El revestimiento de hormigón es el recubrimiento, típicamente líquido o semilíquido, que se aplica al hormigón curado por motivos estéticos, así como para prolongar la duración de la estructura o superficie y reducir los costes de mantenimiento y reparación. Por ejemplo, un revestimiento protector y estético como la pintura puede dar color y una superficie más suave a las paredes y pisos de concreto mientras los protege del desgaste, la abrasión, la corrosión del refuerzo y las duras condiciones ambientales.

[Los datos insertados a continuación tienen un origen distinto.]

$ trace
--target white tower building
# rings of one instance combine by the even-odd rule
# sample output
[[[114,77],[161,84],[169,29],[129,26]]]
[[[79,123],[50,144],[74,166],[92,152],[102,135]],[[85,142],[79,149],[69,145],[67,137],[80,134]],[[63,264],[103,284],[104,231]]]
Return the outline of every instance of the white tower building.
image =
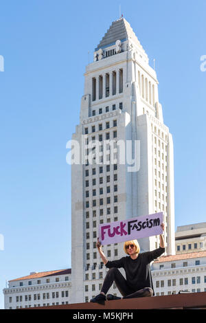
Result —
[[[156,72],[124,18],[112,23],[93,57],[86,67],[80,124],[72,137],[84,147],[86,160],[71,166],[72,302],[99,293],[105,276],[95,247],[100,223],[163,212],[166,254],[175,254],[173,142],[163,123]],[[133,141],[130,158],[136,169],[118,148],[126,141],[126,147]],[[140,143],[138,155],[135,141]],[[157,236],[139,242],[141,251],[159,245]],[[104,252],[108,260],[125,256],[122,243],[104,246]],[[117,291],[115,286],[110,290]]]

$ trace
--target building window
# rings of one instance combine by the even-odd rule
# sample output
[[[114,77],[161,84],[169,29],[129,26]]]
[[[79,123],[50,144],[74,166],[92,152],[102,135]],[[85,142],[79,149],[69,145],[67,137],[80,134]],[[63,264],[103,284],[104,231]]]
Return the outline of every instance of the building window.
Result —
[[[192,284],[196,284],[195,277],[192,277]]]
[[[93,199],[92,201],[92,206],[96,206],[96,200]]]

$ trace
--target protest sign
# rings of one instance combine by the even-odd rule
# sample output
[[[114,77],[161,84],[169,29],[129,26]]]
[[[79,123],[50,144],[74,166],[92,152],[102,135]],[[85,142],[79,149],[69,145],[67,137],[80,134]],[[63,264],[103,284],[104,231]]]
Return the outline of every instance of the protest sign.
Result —
[[[132,218],[125,221],[103,223],[99,226],[99,240],[102,245],[157,236],[163,232],[163,212]]]

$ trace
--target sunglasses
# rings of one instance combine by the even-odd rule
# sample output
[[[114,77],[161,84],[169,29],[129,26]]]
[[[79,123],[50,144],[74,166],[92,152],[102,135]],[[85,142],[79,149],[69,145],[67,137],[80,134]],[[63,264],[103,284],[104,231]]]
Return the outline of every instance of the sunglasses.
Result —
[[[131,249],[133,249],[135,247],[134,245],[128,245],[126,246],[126,249],[128,249],[130,246]]]

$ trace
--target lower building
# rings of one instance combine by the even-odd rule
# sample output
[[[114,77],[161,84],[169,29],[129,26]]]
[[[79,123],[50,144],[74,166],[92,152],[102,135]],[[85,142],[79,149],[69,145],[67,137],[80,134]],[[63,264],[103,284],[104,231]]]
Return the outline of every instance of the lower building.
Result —
[[[177,227],[176,254],[196,252],[206,249],[206,222]]]
[[[206,251],[160,257],[151,271],[157,296],[206,291]]]
[[[5,309],[69,304],[71,269],[32,272],[8,282],[3,289]]]

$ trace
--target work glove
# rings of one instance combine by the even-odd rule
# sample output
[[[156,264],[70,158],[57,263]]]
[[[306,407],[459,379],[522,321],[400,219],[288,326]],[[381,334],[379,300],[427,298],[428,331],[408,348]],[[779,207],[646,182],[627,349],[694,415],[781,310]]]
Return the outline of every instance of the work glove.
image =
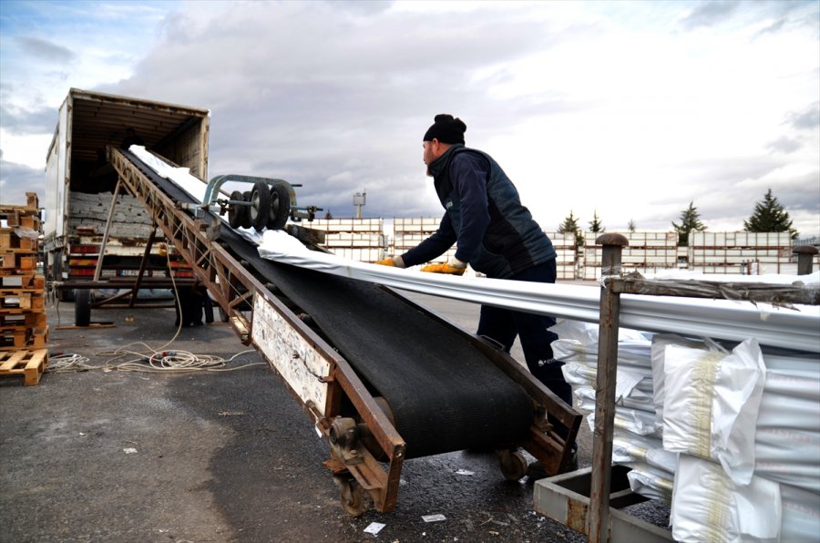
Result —
[[[395,268],[405,267],[405,261],[402,260],[402,257],[400,256],[388,256],[387,258],[382,259],[375,263],[380,266],[394,266]]]
[[[422,272],[428,273],[446,273],[447,275],[462,275],[466,270],[466,263],[456,258],[452,258],[444,264],[427,264],[422,268]]]

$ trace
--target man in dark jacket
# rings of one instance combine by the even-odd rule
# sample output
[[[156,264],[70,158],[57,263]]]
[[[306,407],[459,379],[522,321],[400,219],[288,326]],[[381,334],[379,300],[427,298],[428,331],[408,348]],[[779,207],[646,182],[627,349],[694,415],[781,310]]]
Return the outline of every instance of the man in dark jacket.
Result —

Otro tipo de revestimiento para pisos de concreto puede protegerlos del desgaste del tráfico diario o hacerlos antideslizantes y más fáciles de mantener.
industriapedia explica el revestimiento de hormigón
Aparte de las razones estéticas, parece que una capa de hormigón no es necesaria para esta mezcla resistente y duradera de cemento, agua, arena y grava, que no se oxida después de endurecerse. Si bien es funcionalmente posible usar una superficie o estructura de concreto desnudo, puede degradarse con el tiempo debido a las diversas condiciones adversas a las que están sujetas las superficies de concreto en interiores y exteriores, como los siguientes ejemplos:
- El tráfico pesado de peatones, la abrasión, el agua y los derrames de productos químicos en pisos de concreto para interiores.
- Temperaturas altas y bajo cero, humedad, productos químicos, luz ultravioleta (UV), tráfico de vehículos pesados en aceras de concreto, puentes, áreas de estacionamiento, caminos y aceras.
- Cargas y penetración de humedad de lluvia, nieve en paredes de concreto, cimientos de edificios, techos y cubiertas de piscinas.
- Refuerzo del hormigón corroído. El óxido se expande y hace que el concreto se agriete.
El revestimiento no protegerá infinitamente el hormigón, pero retrasará su degradación y extenderá su vida útil con el menor mantenimiento y reparaciones posibles.
El tipo, el propósito o la función y la ubicación de la estructura de concreto son los factores principales para seleccionar el recubrimiento apropiado para aplicar.